The new quango is sponsored by a grant of £4m. It is meant to create a link, bridge, conduit and pool between the universities of Glasgow, Strathclyde, Edinburgh, Heriot Watt and Dundee. Scotland's other 7f universities are not being allowed to play.
We may be witnessing one of those occasions when a word changes meaning. Scottish Enterprise, the greater public investment agency, is in the subsidy business, with a few add-ons for retraining young people who emerge from Scottish schools barely literate or numerate. Enterprise used to define ventures done outside the aegis of the state, but it now means state emulation of market activity.
The new public agency will "promote the uptake of entrepreneurial education amongst student and staff", and - what a paragon of virtue - "improve the infrastructure and number of technology start-ups in Scotland".
It may be benevolent baloney. Entre-preneurs are traders, inventors and risk-takers. If Scotland wants to nurture these mysterious qualities, it should invite more immigrants. The world of education is far removed from price signals, competition and the vulgar ideas of trade. Adam Smith, patron saint of free markets, would scoff at these cosy follies.

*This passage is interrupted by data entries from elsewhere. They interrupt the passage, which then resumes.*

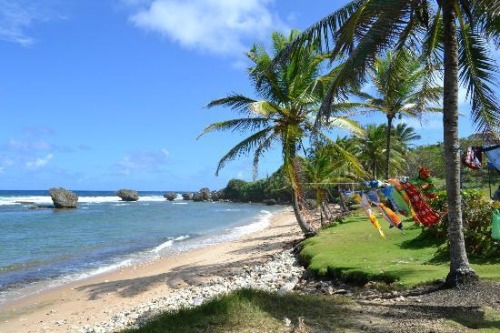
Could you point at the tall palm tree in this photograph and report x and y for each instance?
(454, 31)
(371, 151)
(401, 86)
(328, 164)
(291, 93)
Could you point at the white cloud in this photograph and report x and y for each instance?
(39, 162)
(17, 17)
(428, 122)
(142, 161)
(216, 26)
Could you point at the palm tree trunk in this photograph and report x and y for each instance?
(289, 166)
(304, 226)
(388, 144)
(460, 270)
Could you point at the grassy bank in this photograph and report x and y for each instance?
(353, 251)
(255, 311)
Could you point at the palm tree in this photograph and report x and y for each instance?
(291, 92)
(328, 164)
(371, 151)
(454, 31)
(401, 83)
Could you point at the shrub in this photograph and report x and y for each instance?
(477, 213)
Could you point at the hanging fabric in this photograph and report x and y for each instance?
(493, 154)
(400, 198)
(425, 183)
(495, 224)
(423, 211)
(387, 213)
(470, 158)
(365, 203)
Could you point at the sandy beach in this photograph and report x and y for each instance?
(96, 299)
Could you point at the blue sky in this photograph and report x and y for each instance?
(102, 95)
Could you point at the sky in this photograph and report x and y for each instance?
(110, 94)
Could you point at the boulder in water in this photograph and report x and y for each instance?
(63, 198)
(170, 196)
(128, 195)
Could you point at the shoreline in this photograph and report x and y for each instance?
(95, 299)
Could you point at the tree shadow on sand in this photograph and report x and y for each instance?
(185, 275)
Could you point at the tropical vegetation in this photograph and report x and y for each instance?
(291, 93)
(456, 33)
(402, 88)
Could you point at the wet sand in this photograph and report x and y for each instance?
(67, 308)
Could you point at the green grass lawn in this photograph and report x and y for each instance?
(354, 251)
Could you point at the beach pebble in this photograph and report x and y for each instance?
(279, 275)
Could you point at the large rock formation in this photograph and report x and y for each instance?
(170, 196)
(187, 196)
(202, 195)
(63, 198)
(128, 195)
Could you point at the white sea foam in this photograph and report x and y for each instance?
(47, 200)
(168, 243)
(101, 270)
(19, 200)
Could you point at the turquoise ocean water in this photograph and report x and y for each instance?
(46, 247)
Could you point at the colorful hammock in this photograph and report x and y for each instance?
(365, 203)
(423, 211)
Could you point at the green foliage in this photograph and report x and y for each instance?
(353, 251)
(476, 215)
(275, 187)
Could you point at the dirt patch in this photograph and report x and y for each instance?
(427, 309)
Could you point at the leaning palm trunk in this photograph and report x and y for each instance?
(291, 170)
(388, 145)
(304, 226)
(460, 270)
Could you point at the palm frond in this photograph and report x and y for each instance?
(236, 102)
(244, 147)
(243, 124)
(477, 70)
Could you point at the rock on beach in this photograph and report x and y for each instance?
(280, 275)
(63, 198)
(128, 195)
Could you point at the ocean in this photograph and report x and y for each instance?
(46, 247)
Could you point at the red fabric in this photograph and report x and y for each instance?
(424, 212)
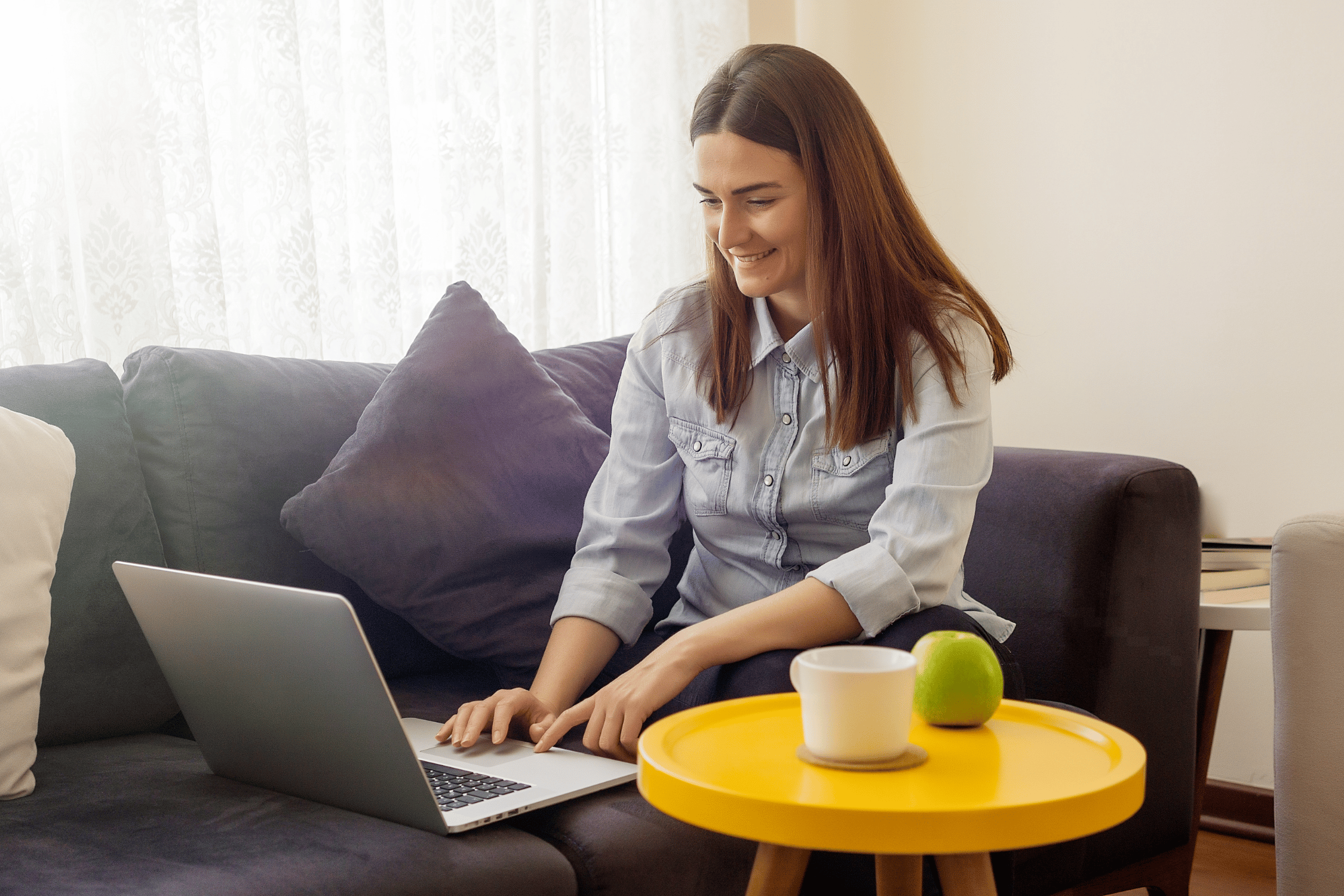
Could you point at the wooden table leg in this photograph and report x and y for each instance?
(900, 875)
(965, 875)
(1213, 667)
(777, 871)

Meanwhile, the Royal Society of Edinburgh is busy announcing that it is no longer going to be the fusty and smug club for Scottish men of science. It is going to perform the same functions as the Scottish Enterprise Institute and smother academics with more talk about the internet and the need to match ideas to money.
The society's new president, Sir William Stewart, was formerly chief scientific advisor to Thatcher and John Major. He can't be faulted on his expertise, but has he ever taken a commercial risk? Has he gambled his home on an idea? We are not told.
This fashion for talking techno-balls under the cosy claim of its being "enterprise" is the doing of Henry McLeish, who criticises Scottish Enterprise for not applying enough Scottish academic excellence to new commercial projects. The capitalists are going to invent a new word to describe what they do. "Enterprise" has been captured by quango-man. Smith's word was "undertaker", but that word has also altered its meaning.